The Fiends In The Furrows.

Saw this book on a recent book trawl and snapped it up as soon as I saw it. Folk Horror, whether in book form or filmic form is a gripping genre that quietly yields all amnner of antiquated horrors. Yet Foklk horror has never really made a transition to the mainstream (Although I would not discount some episodes of Emmerdale I have seen over the last couple of years.) So this was an unexpected but welcome find. Nine stories all exploring new and old areas of intrest with regard to folkloric tropes, if they can be said to exist. All nine stories celebrating various aspects of the folk horror tradition. Or at the very least the loose tennents that are the muddy roots of its unsettled furrows. I am not familiar with any of the contributors but in their work they traverse the seperate themes that combine to hold up the lore; strange rituals, even stranger people, paranoid communities existing in timeless isolation. All following their own muddy muderous paths. I jumped in the very night I picked this book up and I am glad I did.
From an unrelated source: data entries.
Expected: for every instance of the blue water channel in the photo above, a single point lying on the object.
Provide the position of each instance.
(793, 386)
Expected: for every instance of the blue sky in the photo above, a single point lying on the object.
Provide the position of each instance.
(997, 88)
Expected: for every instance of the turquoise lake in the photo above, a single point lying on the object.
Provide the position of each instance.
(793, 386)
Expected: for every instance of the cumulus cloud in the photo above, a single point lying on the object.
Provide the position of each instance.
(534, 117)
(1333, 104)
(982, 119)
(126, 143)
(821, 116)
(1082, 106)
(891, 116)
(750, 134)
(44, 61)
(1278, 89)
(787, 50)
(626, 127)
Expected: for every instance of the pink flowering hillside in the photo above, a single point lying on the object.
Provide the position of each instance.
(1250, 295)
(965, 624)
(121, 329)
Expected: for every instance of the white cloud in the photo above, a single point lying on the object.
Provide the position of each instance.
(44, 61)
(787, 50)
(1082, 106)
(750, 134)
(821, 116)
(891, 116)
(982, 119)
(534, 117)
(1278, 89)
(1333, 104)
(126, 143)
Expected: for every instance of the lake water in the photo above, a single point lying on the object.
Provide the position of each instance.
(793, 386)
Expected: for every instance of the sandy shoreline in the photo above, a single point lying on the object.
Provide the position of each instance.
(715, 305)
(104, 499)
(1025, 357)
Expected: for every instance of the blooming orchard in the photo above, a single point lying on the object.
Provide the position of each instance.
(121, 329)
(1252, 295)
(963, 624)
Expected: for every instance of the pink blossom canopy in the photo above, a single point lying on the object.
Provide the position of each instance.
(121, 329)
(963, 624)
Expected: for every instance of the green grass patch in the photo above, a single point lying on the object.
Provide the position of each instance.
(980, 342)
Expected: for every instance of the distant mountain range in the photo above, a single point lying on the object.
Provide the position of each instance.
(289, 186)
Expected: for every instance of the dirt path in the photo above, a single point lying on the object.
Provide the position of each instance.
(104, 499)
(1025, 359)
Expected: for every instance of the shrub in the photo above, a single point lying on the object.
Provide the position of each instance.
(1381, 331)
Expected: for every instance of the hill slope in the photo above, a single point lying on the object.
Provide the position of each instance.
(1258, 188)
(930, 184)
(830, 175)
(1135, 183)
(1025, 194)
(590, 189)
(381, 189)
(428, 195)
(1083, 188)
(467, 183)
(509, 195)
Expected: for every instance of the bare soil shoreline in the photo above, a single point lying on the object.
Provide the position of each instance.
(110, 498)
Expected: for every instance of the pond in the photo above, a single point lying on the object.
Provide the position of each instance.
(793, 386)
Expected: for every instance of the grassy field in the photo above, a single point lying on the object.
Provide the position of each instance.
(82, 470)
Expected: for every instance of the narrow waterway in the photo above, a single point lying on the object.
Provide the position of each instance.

Trudging home from the bookshop I picked it up in through an uncleared morass of sopping fallen leaves which set the tone it felt the appropriate time. One story in particular raised the hairs on the back of my neck. A descent into manmade depravity in all too famil;iar places followed. But I will not say which story it was. You can find that out for yourself. The editors of this collection made strong and diverse choices and nothing as simple as a "my favourite" should detract from their bold choices. A great anthology plucked from a fertile field. I doff my flat cap to Nosetouch Press the publishers. Who knows what I mean by this.